Yogurt doesn’t make for a great tip | SummitDaily.com

Yogurt doesn’t make for a great tip

Sarah Mausolf
vail daily
NWS Tipping DT 12-18-09

EAGLE COUNTY, Colorado – A motorcycle, a hotel key and yogurt.

What do they have common?

They’re all quirky tips mountain resort customers have left at local restaurants. While many customers are content to leave the standard 20 percent of the bill as gratuity, others have left memorable alternatives.

A bartender at one Vail restaurant said a regular customer once gave him a Yamaha as a tip.

“A regular came in; he always gave me $100 bills. Then one day, I said I wanted to go look at a motorcycle.

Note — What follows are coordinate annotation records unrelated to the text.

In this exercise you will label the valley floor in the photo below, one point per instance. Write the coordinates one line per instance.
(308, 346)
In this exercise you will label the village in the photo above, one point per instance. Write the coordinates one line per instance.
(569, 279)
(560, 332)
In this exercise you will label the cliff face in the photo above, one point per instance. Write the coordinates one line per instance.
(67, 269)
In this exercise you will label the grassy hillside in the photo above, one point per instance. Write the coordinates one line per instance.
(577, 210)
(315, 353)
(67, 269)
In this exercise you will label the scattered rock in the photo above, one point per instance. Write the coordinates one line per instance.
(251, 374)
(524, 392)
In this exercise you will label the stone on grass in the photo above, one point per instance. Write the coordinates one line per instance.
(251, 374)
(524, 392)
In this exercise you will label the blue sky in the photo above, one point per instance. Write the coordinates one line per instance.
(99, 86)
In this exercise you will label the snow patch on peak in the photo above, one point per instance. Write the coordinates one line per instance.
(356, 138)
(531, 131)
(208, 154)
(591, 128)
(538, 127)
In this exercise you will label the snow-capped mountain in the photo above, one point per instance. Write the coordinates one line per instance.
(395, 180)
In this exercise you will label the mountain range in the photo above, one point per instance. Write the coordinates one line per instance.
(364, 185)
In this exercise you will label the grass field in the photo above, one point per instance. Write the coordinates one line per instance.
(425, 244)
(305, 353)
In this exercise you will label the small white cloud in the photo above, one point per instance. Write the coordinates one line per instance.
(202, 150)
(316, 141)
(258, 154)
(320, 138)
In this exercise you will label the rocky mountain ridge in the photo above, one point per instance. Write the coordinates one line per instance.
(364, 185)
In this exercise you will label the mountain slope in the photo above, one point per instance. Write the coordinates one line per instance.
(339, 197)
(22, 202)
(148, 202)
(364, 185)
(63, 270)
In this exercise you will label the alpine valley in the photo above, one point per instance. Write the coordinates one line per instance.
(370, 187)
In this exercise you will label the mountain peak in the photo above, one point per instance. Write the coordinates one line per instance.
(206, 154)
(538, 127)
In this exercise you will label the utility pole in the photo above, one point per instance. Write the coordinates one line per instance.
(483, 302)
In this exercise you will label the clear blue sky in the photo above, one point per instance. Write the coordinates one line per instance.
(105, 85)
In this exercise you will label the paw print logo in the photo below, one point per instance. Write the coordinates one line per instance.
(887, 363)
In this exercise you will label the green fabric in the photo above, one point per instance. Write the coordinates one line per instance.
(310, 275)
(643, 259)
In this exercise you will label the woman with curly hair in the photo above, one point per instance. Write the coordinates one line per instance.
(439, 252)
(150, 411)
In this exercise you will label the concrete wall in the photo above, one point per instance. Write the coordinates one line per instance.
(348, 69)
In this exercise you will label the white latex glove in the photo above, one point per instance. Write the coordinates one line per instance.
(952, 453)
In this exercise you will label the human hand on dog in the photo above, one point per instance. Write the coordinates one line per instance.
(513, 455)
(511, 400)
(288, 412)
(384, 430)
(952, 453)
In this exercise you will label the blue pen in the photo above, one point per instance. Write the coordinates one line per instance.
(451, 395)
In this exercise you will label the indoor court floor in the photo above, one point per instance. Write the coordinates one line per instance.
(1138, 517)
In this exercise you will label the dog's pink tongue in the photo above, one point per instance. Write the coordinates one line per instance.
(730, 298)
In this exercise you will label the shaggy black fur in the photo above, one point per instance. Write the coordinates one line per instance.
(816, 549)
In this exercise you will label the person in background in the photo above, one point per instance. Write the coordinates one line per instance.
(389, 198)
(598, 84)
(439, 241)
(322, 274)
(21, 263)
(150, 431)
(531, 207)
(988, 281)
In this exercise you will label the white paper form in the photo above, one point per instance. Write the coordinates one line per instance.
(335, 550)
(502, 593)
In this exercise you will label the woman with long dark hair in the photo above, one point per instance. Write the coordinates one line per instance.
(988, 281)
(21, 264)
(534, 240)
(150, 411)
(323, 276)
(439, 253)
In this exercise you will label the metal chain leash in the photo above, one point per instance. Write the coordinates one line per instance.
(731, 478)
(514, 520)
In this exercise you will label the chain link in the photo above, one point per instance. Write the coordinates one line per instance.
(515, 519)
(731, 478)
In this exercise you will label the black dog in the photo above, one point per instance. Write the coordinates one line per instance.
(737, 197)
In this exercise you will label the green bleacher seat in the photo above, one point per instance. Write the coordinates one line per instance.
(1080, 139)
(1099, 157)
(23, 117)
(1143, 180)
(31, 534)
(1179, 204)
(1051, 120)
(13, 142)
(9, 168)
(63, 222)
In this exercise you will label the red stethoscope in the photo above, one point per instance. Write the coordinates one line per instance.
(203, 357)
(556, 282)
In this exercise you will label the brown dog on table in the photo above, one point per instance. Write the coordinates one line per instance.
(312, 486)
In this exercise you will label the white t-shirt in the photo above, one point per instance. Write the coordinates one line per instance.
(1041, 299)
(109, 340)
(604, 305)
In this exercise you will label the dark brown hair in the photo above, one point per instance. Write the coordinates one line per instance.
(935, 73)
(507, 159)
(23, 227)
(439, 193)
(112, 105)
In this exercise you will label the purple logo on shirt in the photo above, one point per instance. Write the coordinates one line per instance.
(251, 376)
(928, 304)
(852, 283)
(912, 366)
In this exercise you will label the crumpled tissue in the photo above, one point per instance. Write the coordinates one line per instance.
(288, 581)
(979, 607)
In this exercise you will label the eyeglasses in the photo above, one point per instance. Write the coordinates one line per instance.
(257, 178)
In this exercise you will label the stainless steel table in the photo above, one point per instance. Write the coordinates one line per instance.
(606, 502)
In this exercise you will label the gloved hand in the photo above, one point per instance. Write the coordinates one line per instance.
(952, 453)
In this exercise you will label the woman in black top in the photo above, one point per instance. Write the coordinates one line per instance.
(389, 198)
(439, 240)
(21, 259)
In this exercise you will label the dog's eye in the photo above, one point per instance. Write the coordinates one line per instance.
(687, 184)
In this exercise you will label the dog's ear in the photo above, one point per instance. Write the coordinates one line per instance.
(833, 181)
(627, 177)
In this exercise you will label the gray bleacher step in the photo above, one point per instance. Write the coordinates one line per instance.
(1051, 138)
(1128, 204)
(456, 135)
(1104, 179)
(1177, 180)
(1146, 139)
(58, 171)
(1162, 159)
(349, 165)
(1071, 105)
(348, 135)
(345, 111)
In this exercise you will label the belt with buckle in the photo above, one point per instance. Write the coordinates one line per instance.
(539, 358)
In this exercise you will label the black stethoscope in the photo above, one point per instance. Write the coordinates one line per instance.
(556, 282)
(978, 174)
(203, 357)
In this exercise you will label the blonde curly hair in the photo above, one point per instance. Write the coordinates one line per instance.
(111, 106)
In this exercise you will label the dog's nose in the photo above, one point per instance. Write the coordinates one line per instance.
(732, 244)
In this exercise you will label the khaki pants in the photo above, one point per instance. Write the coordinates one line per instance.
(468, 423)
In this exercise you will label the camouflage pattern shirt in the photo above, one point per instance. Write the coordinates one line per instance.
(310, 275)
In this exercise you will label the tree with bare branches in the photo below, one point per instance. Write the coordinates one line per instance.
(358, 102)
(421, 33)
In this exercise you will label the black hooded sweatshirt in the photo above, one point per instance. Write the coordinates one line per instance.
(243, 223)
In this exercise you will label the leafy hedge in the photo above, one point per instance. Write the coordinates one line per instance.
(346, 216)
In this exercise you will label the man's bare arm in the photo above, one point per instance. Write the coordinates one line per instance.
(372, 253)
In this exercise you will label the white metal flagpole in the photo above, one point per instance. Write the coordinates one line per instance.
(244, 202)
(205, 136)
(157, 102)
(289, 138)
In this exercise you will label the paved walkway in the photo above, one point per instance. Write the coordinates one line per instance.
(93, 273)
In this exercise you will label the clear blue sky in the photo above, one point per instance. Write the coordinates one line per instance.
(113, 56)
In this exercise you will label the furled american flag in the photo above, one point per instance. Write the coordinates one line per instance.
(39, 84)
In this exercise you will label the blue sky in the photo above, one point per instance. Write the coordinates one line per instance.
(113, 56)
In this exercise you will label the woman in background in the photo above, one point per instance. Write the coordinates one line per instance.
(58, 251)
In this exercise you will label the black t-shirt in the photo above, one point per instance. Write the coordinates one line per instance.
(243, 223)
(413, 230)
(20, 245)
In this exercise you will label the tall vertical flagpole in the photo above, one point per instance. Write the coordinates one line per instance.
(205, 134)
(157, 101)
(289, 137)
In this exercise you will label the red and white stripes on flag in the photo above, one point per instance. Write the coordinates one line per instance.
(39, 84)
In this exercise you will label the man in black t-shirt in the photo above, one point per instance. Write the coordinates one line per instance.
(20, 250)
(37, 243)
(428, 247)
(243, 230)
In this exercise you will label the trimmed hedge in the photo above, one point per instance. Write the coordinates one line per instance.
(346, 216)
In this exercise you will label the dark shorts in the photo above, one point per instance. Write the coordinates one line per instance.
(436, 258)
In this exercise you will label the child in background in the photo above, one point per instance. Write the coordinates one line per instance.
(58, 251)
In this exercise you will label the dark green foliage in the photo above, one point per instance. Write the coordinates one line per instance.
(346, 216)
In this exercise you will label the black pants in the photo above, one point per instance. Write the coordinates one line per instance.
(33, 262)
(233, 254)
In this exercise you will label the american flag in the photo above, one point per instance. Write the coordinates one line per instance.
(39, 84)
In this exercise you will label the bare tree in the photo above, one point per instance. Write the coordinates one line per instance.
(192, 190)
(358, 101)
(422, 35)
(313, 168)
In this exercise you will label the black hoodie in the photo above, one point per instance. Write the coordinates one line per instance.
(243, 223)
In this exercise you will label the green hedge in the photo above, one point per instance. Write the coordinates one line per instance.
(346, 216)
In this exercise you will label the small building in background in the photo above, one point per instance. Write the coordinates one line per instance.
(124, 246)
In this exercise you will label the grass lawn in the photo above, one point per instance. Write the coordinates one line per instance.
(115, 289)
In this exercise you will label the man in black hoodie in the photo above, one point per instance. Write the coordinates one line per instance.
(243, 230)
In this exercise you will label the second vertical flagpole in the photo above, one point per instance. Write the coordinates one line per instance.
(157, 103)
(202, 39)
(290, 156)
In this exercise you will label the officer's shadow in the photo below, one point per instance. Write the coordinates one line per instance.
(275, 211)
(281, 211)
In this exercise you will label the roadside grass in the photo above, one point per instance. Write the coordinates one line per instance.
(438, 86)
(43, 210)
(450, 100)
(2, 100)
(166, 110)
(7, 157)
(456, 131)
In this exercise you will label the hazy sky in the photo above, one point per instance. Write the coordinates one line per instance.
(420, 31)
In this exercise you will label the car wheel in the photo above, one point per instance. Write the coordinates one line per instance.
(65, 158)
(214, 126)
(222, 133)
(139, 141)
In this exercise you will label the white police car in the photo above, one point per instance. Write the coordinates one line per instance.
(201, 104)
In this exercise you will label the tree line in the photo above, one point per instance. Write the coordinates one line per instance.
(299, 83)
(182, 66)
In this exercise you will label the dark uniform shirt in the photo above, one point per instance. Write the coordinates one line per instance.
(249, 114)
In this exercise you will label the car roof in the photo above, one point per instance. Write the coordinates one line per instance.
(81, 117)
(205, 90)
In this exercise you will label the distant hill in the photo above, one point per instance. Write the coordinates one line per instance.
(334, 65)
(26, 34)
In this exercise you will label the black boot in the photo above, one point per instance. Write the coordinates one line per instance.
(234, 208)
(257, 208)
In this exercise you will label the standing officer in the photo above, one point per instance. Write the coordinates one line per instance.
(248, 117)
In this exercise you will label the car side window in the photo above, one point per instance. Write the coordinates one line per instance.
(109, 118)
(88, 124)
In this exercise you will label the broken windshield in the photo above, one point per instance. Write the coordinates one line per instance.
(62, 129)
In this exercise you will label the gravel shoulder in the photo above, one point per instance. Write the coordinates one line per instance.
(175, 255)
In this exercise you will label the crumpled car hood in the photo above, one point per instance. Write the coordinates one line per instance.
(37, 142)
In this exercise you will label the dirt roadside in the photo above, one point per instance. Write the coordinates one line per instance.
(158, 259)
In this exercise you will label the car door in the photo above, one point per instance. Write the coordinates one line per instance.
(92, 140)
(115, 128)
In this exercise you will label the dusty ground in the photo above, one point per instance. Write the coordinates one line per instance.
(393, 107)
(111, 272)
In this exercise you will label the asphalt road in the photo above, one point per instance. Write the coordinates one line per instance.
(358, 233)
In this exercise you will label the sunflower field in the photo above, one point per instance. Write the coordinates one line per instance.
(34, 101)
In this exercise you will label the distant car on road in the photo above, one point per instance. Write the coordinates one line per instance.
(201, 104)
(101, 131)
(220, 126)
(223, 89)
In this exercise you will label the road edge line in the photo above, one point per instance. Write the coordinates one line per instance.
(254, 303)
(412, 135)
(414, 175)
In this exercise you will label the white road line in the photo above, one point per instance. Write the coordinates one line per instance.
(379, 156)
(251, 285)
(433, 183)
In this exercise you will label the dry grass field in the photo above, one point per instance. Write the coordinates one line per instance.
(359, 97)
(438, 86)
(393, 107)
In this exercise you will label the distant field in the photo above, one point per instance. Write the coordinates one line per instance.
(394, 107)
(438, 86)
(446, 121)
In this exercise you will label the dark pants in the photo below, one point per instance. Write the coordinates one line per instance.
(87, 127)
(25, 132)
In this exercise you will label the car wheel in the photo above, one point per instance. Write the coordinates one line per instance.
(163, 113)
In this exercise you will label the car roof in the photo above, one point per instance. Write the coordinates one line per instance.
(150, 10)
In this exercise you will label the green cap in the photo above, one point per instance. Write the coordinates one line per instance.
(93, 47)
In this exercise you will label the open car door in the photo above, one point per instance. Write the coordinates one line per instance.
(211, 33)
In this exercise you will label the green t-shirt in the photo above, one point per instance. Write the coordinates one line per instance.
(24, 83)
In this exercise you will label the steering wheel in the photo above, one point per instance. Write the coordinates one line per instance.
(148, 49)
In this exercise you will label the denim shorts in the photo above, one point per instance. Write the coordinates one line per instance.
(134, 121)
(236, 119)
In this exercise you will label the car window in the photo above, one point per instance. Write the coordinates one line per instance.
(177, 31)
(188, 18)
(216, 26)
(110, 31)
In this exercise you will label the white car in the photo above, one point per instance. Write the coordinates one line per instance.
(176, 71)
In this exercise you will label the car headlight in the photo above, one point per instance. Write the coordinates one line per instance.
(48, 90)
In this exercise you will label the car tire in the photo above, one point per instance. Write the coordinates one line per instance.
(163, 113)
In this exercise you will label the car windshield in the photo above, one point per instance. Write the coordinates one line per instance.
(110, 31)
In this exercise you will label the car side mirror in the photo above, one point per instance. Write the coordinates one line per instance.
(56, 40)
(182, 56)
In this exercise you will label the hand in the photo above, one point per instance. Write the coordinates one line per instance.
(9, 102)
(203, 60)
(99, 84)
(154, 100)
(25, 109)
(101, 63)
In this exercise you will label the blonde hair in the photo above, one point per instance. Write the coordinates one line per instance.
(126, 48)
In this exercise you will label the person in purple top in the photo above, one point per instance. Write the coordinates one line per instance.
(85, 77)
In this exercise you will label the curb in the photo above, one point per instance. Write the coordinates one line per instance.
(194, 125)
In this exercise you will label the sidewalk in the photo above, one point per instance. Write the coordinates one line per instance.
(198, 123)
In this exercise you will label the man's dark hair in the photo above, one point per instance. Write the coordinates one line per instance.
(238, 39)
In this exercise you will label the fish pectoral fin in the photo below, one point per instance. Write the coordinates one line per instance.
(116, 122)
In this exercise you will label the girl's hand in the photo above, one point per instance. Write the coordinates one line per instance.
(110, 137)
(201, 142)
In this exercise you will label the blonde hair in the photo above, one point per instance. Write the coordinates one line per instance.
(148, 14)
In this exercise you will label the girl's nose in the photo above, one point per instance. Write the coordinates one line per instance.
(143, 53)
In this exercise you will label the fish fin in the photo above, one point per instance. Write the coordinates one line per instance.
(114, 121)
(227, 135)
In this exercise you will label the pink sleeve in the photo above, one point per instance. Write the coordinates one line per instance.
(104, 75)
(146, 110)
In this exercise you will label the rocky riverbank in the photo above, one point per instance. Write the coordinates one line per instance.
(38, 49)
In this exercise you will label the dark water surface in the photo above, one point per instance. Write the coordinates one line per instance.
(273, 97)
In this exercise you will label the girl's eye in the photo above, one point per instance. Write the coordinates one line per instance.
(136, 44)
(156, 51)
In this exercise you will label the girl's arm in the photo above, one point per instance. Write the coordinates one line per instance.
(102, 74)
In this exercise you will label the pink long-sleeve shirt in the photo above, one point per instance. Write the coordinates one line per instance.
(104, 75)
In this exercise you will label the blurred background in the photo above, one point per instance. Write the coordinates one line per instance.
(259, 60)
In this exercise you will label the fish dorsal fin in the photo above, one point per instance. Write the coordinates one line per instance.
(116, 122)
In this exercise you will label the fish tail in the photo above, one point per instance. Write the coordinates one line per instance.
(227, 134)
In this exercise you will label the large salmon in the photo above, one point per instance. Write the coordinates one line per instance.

He said he’d give me one, and he did,” said the bartender, who declined to be named out of fear of tax ramifications.

Ti Diaz, lead server at The Chophouse in Beaver Creek, said he once received a unique gift from a couple that owns a home in Beaver Creek.

“They gave me this silk tie,” he said, gesturing to his neckwear. “That was their appreciation for me being their regular server over the years, so I wear it all the time.”

While some gratuities have left local servers smiling, others have failed to make it into the tips hall of fame.

Annie Grossinger, a server at The Red Lion in Vail, said a man once left a waitress three Yoplait yogurts as a tip, noting they came from his hotel buffet. Equally mysterious, someone recently left a hotel key in the tips jar at Pazzo’s Pizzeria in Vail, staff there reported.

Claire Zbierajewski, a bartender at The George in Vail, said she once got a $200 tip on a $100 tab, but she’s also had a guy leave just his digits as a thanks.

“He wrote his phone number on the tip line of the credit card receipt and didn’t leave me anything,” she said. “I didn’t call.”

This time of year can be good for those who depend on tips for their livelihood, said Kathleen Byrne, a server at The Chophouse and a sleigh host/server for Beano’s Cabin in Beaver Creek.

“Customers tend to be a little more generous over the holidays, but I’d also like to add that here in Beaver Creek, people are on vacation when they’re here, and typically, tipping has been very good,” she said.

Fellow Chophouse server Danny Carleton said he also notices that tips are better over the holidays.

“When people drink more, they tend to tip more,” he said. “It doesn’t matter whether it’s Christmas, New Year’s Eve or Fourth of July, once the spirit is in the air, people tend to tip a little bit better.”

Several servers said that while many people tip heavily, the holidays also bring an influx of guests from other countries, where tipping practices are different from those in the U.S.

“A lot of people are not from the U.S. who come here, places like Argentina or Brazil or Germany, customers from all over the world,” said Brian Westmoreland, a server at The Gashouse in Edwards. “I think they have different customs in those countries in terms of tipping.”

For instance, customers may assume the bill includes a 10 percent tip, he said.

Diaz said he finds that tips are consistent throughout the season.

“I think that the guests tip consistently, holidays or not,” he said. “But I think guests tip differently when you make them feel comfortable here. A perfect example: A lot of families come in and maybe they’re here at the resort for the first time; a server could certainly give the guest a first-rate experience by letting them know things about the mountain, what’s happening around town, events, where to go, and then you may experience a thank-you.”